One of the differences that seemed to be the most effective was to let the students make observations first. Bio1B lab instructors have a limited amount of time to present material in the lab introduction, and often default to a lecture-style presentation with instructions for how to complete the lab activities. We hope that engagement with the material will occur during the lab activities after the students are fully prepared to complete the lab. However, taking just a couple of minutes for students to make observations and discuss in pairs led to more student questions and class discussion of the material. This was as simple as presenting a photo or graph and giving students time to do a think-pair-share activity in which they discussed any patterns they could see and causes that might be driving these patterns. These activities successfully generated more student questions—and, in particular, questions about how to understand the material, rather than simply how to complete the lab.

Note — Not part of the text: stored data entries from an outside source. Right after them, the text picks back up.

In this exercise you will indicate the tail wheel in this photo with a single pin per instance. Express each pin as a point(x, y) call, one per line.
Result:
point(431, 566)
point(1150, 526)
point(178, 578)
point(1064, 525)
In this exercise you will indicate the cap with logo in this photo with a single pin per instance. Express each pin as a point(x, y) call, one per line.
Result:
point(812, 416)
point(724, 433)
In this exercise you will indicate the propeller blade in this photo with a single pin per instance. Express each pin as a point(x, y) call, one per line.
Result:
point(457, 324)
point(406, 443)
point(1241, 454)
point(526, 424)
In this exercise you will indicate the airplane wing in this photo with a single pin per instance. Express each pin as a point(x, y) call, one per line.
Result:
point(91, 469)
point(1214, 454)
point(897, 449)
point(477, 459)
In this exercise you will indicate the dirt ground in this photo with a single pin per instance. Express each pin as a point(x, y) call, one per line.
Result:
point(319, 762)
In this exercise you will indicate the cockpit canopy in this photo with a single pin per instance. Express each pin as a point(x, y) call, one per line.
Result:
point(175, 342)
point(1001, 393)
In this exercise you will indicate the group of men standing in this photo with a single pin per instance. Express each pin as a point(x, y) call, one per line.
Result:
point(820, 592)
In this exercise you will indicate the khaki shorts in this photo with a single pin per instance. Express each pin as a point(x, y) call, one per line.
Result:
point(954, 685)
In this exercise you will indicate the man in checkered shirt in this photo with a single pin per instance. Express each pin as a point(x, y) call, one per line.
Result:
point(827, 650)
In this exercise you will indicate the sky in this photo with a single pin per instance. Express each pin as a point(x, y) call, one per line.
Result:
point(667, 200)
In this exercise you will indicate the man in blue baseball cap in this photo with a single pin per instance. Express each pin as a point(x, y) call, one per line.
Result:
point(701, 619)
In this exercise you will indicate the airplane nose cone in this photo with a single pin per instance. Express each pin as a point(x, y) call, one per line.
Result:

It was not until March 2019, when participating in the CA Environmental Phenomena Summit, that I realized that this teaching technique was phenomena-based inquiry. To initiate organic scientific inquiry at the K-12 level, the Next Generation Science Standards have introduced the classroom study of phenomena, or observable events that occur in the universe and that we can use science knowledge to explain or predict. As a scientist, I aim to inspire curiosity, because I have seen time and again that nurturing curiosity leads to the generation of an authentic scientific process. When I used this technique with my undergraduate students—presenting a phenomenon and allowing them to observe and discuss it before any explanations were given—I found that the approach increased their overall interest in the material and generated greater engagement and participation from the entire class.
I consider using phenomena-based inquiry to be the most effective strategy that I have incorporated into my teaching as a Graduate Student Instructor. In addition to increasing engagement with the material, I think this technique works well because it encourages even incorrect observations that can be worked through together as a class. Discussing ambiguous and confusing phenomena as a class allowed for both “right” and “wrong” ideas to emerge, helping students to become comfortable asking questions and expressing their thoughts to the class without fear of being judged. Eventually, we would work toward the correct explanations together, which often generated more questions than we started with.
I saw evidence of the effectiveness of this technique in the increase in class participation. After working with phenomena-based observation activities, we had an average of 90% participation each lab—much closer to the participation rates of the field trips. After visiting our lab section during the last part of the semester, Dr. Alan Shabel (one of the Bio1B lecture professors) remarked that “almost every student in your section engaged in the discussion” and that this was a “testament to your teaching and ability to encourage a good classroom culture.” In the end of semester teaching evaluations, 100% of the students ranked me at a 5 or above (on a 7-point scale) for “overall effectiveness” and “encouraging student questions and participation.”